I've been trying to figure this out:
Let $G$ be a group of order 189. Show that any two distinct Sylow 3-subgroups intersect in 27 elements.
I know that $189=3^3\times 7$, so there is at least one Sylow 3-subgroup of order 27. Furthermore, I know that there is either one or 7 Sylow 3-subgroups.
So if I'm interpreting the question correctly, I'm just supposed to prove that there is only one Sylow 3-subgroup of order 27? If so, how do I go about proving that?
EDIT: I finally found out that this question had a typo. It is supposed to say "...intersect in 9 elements." I haven't figured this out yet either, so if anyone has hints I would appreciate it.

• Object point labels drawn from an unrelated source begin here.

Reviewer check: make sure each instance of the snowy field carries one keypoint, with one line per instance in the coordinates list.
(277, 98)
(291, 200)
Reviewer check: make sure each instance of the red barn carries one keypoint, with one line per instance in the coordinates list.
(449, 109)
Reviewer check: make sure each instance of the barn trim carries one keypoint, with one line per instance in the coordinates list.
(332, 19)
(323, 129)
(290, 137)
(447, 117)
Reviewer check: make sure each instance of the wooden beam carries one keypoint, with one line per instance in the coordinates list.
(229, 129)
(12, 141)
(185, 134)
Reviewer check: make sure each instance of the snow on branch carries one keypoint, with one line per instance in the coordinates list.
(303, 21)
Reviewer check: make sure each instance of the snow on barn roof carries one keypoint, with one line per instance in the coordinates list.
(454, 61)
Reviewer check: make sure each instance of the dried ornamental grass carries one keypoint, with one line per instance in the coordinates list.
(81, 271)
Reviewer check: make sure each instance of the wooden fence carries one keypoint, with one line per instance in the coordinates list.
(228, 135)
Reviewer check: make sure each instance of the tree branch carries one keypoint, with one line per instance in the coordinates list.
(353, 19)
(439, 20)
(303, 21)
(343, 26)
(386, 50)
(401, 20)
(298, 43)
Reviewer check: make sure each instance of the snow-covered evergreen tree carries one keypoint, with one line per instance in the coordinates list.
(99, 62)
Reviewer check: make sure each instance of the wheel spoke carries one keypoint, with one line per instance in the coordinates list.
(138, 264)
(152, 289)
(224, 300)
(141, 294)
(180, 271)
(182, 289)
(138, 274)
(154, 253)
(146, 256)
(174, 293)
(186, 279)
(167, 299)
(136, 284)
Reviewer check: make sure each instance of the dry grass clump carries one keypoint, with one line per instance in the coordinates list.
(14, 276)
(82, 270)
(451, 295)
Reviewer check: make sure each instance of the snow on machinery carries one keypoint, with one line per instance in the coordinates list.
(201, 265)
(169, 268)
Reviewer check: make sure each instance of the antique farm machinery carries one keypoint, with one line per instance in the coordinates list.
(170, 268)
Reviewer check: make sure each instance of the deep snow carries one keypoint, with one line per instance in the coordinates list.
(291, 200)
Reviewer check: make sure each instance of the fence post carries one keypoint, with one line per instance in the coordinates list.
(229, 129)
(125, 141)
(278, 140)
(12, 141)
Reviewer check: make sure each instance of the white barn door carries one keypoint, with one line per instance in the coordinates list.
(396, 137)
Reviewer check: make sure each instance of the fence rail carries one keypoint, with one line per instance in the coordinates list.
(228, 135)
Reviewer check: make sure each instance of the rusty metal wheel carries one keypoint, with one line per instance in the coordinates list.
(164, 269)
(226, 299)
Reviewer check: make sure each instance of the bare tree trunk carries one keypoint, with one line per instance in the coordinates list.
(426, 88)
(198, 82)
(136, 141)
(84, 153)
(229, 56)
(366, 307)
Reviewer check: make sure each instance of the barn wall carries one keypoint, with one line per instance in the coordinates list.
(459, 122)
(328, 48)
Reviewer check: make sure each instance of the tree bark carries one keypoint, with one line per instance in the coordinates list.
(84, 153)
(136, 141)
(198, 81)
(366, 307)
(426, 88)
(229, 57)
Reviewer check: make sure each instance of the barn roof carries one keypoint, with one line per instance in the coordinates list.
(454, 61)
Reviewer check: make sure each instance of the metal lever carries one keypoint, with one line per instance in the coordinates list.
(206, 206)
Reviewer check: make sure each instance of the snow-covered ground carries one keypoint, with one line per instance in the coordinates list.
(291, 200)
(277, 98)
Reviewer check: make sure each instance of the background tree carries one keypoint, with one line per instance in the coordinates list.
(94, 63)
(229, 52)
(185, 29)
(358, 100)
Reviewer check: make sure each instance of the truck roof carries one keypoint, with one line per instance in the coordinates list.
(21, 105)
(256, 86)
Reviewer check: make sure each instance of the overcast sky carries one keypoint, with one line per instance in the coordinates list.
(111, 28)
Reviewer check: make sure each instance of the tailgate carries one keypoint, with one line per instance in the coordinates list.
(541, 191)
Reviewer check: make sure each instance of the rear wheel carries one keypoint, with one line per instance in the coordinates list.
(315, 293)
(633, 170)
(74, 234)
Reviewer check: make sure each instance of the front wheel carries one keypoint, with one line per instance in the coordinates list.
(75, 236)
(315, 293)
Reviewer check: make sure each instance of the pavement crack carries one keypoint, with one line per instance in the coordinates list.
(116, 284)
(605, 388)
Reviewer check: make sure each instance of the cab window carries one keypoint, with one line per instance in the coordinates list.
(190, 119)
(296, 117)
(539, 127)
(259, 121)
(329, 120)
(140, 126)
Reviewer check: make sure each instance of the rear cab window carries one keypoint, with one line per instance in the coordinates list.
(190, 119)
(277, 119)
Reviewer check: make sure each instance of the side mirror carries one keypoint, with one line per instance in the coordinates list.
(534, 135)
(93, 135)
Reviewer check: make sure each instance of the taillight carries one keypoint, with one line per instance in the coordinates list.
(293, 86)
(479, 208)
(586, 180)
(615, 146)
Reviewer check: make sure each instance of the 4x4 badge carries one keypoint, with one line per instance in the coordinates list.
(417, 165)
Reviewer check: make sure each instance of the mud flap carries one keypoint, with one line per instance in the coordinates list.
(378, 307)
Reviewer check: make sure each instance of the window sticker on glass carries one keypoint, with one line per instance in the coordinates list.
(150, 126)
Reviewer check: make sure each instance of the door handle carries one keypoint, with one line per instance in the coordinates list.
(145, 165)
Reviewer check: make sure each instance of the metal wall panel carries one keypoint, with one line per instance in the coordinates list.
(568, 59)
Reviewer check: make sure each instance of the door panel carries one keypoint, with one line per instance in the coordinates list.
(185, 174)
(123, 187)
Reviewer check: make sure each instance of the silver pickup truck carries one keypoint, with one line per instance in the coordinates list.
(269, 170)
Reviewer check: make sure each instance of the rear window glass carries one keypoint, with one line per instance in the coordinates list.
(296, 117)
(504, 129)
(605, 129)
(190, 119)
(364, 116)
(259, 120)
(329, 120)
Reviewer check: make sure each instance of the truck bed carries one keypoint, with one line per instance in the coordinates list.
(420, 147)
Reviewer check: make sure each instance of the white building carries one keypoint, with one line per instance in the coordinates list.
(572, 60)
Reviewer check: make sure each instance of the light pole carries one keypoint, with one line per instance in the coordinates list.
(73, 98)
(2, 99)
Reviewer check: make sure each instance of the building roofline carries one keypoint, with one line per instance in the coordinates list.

The answer to the new question. The $7$-Sylow subgroup $S_7$ is cyclic and normal. Let $P$ be a 3-Sylow subgroup of order $27$. Then $S_7P$ has 189 elements, so $S_7P=G$, the whole group. So $G$ is a semidirect product of $S_7$ and $P$ corresponding to some homorphism $\phi: P\to Aut(S_7)$. The target group of this homomorphism is of order $6$, so $|\phi(P)|=3$ (it must be a power of 3 and if it is 1, $G$ is the direct product $S_7\times P$). So $K=Ker(\phi)$ is of order 9. That subgroup $K$ centralizes $S_7$ and is normal in $P$. Therefore for every $g\in G$, $g^{-1}Kg=K$. By the Sylow theorem then every 3-Sylov subgroup of $G$ must contain $K$. So the order of intersection of any two 3-Sylow subgroups is at least 9.